Is Unicode support so hard...

Sat Apr 20 14:02:54 EDT 2013

On Sat, Apr 20, 2013 at 10:22 AM, Ned Batchelder <ned at nedbatchelder.com> wrote:
> On 4/20/2013 1:12 PM, jmfauth wrote:
>>
>> In a previous post,
>>
>>
>> http://groups.google.com/group/comp.lang.python/browse_thread/thread/6aec70817705c226#
>> ,
>>
>> Chris “Kwpolska” Warrick wrote:
>>
>> “Is Unicode support so hard, especially in the 21st century?”
>>
>> --
>>
>> Unicode is not really complicate and it works very well (more
>> than two decades of development if you take into account
>> iso-14****).
>>
>> But, - I can say, "as usual" - people prefer to spend their
>> time to make a "better Unicode than Unicode" and it usually
>> fails. Python does not escape to this rule.
>>
>> -----
>>
>> I'm "busy" with TeX (unicode engine variant), fonts and typography.
>> This gives me plenty of ideas to test the "flexible string
>> representation" (FSR).
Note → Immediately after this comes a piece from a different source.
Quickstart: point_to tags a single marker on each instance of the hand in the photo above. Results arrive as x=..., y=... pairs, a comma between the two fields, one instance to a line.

I should recognize this FSR is failing
>> particulary very well...
>>
>> I can almost say, a delight.
>>
>> jmf
>> Unicode lover
>
> I'm totally confused about what you are saying.  What does "make a better
> Unicode than Unicode" mean?  Are you saying that Python is guilty of this?
> In what way?  Can you provide specifics?  Or are you saying that you like
> how Python has implemented it?  "FSR is failing ... a delight"?  I don't
> know what you mean.
>
> --Ned.

Don't bother trying to figure this out. jmfauth has been hijacking
every thread that mentions Unicode to complain about the flexible
string representation introduced in Python 3.3. Apparently, having
proper Unicode semantics (indexing is based on characters, not code
points) at the expense of performance when calling .replace on the
only non-ASCII or BMP character in the string is a horrible bug.